Fortunately this article D.I.Y Culture, by Michael Kimmelman, New York Times, caught my attention this morning amongst hundreds of impressions that I had already been exposed to before 7am. The cool image is courtesy of Béatrice de Géa for The New York Times.

I was lucky this article caught my attention when it did otherwise it would have disappeared into a bunch of haphazard morning activities (ordering coffee, texting, recalling ethereal thoughts as I woke up, checking email, reading news, checking voicemail, rescheduling meetings, organising a date for the weekend, deciding what to get my niece for her 2nd birthday, following up on a conversation about a deal I need to close this week) before actually looking at my official ‘to do list’ for the day.

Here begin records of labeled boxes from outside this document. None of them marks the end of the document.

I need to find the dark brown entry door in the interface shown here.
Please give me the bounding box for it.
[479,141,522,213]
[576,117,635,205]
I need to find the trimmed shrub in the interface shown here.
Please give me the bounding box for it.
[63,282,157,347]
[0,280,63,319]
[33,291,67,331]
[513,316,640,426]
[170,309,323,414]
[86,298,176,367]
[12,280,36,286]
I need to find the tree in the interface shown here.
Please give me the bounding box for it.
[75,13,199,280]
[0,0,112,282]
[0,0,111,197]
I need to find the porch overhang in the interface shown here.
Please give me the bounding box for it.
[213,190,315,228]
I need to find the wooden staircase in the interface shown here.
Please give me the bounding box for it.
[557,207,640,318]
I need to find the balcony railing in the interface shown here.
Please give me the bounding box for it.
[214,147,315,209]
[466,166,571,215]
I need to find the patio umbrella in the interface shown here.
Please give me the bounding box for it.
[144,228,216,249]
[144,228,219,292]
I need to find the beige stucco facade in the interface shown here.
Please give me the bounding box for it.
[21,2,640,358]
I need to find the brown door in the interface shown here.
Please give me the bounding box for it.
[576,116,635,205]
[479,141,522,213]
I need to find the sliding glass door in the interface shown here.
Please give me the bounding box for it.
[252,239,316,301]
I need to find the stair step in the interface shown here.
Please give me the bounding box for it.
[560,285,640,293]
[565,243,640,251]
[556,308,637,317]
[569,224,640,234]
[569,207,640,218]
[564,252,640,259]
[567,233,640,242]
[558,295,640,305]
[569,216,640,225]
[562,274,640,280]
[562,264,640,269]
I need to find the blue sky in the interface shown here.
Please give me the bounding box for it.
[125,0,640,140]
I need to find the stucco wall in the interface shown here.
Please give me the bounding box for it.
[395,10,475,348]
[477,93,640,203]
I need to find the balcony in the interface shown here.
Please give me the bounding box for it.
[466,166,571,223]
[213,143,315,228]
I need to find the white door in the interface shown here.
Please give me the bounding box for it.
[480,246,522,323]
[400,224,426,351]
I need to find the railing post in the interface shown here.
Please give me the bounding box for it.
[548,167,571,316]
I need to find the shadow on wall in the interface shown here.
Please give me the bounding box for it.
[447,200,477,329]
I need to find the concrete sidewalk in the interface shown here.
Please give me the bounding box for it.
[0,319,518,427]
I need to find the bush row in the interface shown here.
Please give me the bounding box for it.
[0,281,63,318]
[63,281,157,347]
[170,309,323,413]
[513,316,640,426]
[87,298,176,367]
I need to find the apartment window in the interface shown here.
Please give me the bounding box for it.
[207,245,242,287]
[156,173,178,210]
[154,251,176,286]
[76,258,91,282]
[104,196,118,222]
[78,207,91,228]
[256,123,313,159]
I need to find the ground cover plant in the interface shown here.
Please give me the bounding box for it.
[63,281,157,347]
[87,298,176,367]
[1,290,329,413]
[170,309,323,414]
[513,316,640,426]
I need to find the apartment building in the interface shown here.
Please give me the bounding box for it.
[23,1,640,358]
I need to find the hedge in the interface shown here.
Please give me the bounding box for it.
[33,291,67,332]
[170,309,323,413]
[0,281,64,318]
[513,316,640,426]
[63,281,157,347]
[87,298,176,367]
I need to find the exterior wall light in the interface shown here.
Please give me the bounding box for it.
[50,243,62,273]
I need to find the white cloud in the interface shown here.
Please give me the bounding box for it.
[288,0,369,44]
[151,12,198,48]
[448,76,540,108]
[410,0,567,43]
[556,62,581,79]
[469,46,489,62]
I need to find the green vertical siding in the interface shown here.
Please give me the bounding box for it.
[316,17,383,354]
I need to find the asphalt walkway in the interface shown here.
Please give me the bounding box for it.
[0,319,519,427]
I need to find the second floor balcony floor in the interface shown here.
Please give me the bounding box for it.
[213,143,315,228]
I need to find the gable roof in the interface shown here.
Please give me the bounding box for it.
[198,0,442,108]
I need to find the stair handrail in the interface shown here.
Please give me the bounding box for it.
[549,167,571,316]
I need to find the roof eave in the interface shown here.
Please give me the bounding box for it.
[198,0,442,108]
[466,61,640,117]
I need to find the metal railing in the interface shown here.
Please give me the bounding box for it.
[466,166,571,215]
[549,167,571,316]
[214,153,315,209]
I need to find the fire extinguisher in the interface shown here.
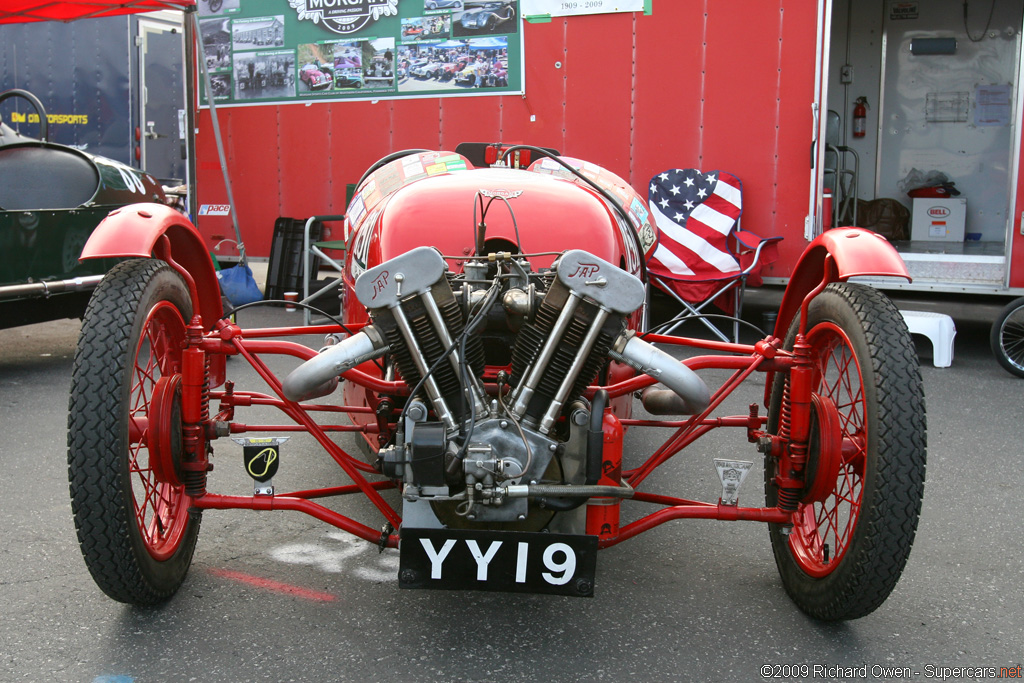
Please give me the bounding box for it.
[853,97,867,137]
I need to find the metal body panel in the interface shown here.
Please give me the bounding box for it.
[190,0,817,276]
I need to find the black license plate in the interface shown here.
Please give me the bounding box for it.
[398,528,597,597]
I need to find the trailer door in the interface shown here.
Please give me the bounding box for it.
[138,20,186,184]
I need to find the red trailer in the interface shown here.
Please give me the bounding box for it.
[0,3,942,620]
[184,0,1024,374]
[188,0,1024,286]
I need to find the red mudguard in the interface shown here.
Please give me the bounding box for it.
[79,204,224,330]
[774,227,910,339]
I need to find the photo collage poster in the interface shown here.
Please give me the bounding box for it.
[199,0,523,106]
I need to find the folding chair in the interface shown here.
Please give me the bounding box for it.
[647,168,781,342]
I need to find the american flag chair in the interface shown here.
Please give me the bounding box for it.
[647,168,781,342]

Kimmelman is on point with his story and I like it (a lot). His story demonstrates clear insight and understanding into what culture truly is and highlights the “…forces of globalism that were expected to erode local cultures are helping to preserve them.”

FAVOURITE QUOTES (from the article)

“A generation or more ago, aside from what people did in their home or from what’s roughly called folk or outsider art, culture was generally thought of as something handed down from on high, which the public received.”

“..to restore civilization in West Germany by supporting a kind of ecosystem of small publishers and small bookstores to which, in certain small towns, trucks that delivered books to the bookstores overnight also delivered drugs to the drugstores: drugs for the body, books for the mind, a metaphor of recovery.”

“The myth of an avant-garde serves the same market forces avant-gardism pretends to overthrow..”, and “Art doesn’t actually overthrow anything except itself..”

“..culture identifies crucial ruptures, rifts, gaps and shifts in society”, and “..it helps reveal who we are to ourselves, often in ways we didn’t  realize in places we didn’t necessarily think to look.”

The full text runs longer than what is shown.